95.9% of bathing waters in Greece are of excellent quality, according to the annual report on Europe’s bathing waters by the European Environment Agency. That percentage is the fourth highest in Europe – a result that is even more impressive when one considers that in the countries with higher percentages – Luxembourg, Malta and Cyprus – far fewer sites were tested than in Greece.
The report concerns the 28 countries of the EU and Switzerland and Albania. In 2017 a total of 21,801 swimming spots were examined of which 85% were found to have waters of excellent quality, while only 1.4% had poor quality waters (bathing waters are classed as either excellent, good, sufficient or poor). Waters at bathing sites are tested by member states according to methodologies laid out in EU directives with repeated sampling of waters from the end of spring until mid-fall.

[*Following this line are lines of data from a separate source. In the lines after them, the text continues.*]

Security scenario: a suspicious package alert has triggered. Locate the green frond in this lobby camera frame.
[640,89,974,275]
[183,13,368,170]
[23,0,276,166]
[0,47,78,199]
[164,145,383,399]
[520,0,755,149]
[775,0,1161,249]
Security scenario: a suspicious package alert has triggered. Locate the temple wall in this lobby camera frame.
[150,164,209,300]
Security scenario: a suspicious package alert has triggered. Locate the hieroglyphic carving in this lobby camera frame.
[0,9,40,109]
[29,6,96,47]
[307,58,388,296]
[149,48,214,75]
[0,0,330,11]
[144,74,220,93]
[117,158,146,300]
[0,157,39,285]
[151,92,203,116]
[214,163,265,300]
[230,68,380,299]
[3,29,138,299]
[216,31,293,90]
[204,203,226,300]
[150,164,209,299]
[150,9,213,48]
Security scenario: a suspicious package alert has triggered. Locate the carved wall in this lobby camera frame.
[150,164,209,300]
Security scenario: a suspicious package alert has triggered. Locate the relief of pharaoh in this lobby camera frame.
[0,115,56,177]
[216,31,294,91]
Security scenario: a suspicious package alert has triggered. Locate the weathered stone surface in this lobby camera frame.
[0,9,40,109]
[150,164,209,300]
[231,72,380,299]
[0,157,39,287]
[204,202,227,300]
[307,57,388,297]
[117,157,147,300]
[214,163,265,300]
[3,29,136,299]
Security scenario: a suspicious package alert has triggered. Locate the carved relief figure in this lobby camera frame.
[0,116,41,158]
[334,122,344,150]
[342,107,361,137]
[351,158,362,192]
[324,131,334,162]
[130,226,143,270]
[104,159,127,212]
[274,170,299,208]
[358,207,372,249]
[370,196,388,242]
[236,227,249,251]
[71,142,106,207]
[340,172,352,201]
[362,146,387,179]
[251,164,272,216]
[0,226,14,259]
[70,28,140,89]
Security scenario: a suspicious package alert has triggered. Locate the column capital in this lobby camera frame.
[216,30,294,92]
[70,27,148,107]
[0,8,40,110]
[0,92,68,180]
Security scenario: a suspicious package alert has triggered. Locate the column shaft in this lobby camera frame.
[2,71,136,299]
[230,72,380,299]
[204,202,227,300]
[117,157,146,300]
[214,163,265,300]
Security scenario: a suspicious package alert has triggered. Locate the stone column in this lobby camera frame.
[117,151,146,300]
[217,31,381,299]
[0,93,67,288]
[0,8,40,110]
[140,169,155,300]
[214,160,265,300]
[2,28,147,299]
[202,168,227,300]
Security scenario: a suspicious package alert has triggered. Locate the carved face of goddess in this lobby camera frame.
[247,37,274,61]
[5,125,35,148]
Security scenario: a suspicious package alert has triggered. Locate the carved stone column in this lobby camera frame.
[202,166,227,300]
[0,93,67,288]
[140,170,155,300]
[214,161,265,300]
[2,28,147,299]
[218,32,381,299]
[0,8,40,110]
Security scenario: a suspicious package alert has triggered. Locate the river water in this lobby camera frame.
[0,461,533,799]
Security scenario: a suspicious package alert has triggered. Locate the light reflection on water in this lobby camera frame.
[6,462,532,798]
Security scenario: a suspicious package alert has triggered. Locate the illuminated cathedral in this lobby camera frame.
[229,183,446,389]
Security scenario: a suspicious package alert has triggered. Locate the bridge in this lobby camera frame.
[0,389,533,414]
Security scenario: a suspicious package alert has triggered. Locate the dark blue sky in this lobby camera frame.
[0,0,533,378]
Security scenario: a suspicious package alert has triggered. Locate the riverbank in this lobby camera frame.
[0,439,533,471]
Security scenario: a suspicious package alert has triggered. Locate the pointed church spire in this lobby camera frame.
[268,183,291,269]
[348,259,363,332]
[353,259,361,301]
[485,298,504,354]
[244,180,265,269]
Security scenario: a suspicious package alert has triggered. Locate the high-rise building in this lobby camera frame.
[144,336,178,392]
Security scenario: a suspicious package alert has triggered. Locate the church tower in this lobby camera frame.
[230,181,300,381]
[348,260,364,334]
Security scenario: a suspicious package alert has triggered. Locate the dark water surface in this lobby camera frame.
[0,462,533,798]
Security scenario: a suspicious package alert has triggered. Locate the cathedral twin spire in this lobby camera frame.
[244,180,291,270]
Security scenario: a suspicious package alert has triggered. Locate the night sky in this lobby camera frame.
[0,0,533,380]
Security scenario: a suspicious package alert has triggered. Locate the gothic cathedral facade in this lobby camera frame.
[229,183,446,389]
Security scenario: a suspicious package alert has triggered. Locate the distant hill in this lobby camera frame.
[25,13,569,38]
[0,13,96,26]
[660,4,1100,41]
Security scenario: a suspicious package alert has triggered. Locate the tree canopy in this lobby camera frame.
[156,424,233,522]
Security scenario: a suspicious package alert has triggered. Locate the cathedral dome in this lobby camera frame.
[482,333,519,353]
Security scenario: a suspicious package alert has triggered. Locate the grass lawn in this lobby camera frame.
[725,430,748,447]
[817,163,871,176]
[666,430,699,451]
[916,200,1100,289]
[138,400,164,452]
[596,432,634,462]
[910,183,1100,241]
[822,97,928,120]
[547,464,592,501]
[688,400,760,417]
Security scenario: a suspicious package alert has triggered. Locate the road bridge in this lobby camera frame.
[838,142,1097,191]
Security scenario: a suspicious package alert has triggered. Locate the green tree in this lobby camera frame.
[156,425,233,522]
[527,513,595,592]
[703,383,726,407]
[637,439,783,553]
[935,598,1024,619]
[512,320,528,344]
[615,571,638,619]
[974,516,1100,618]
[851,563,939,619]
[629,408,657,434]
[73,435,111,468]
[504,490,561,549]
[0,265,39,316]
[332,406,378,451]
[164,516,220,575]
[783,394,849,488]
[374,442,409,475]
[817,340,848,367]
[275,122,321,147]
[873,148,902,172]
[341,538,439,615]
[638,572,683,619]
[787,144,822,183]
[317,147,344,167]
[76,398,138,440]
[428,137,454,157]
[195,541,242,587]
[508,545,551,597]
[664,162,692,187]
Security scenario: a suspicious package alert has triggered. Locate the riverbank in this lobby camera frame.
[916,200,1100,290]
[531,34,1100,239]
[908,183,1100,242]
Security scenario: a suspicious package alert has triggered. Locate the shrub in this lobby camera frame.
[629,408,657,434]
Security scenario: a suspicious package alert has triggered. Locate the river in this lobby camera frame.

In Greece in 2017, a total of 1,598 sites were tested (only three of which concerned rivers or lakes, the remainder were coastal swimming spots) over a period of 5 months. According to the report 97% of the sites had excellent or good quality swimming waters; for many of the remaining 3% classification was not possible due to an insufficient data. No bathing site in Greece was found to have poor quality waters. (See a map of all the sites here).
The report also mentions the oil spill in the Saronic Gulf from a sunken oil tanker last autumn which caused the temporary closure of 11 bathings sites to the public for a period of two months. The report notes that since the spill measures were taken to clean, and further monitor the affected area.
With 95.9% of its bathing waters earning a rating of ‘excellent’ quality, Greece is in fourth place in the EU after Luxembourg (100%), Malta (98.9%) and Cyprus (97.3%). In those three countries however far fewer sites were tested: 12 in Luxembourg, 87 in Malta and 113 in Cyprus (compared to Greece’s 1,598 sites). In fifth place is Austria (95.1% excellent, 263 sites) and in sixth is Croatia (93.5% excellent, 976 sites). In last place is Bulgaria where just 44.2% of swimming spots have waters of excellent quality, below Romania (50%) and Albania (54.9%).
The three countries with the highest numbers of bathing water sites of ‘poor’ water quality were Italy (79 bathing water sites or 1.4%), France (80 sites or 2.4%) and Spain (38 sites or 1.7%).
Among the EU Member States, the highest proportion of bathing waters classified as ‘poor’ was recorded in Estonia (four bathing waters or 7.4%), Ireland (seven bathing waters or 4.9%) and the United Kingdom (21 bathing waters or 3.3%).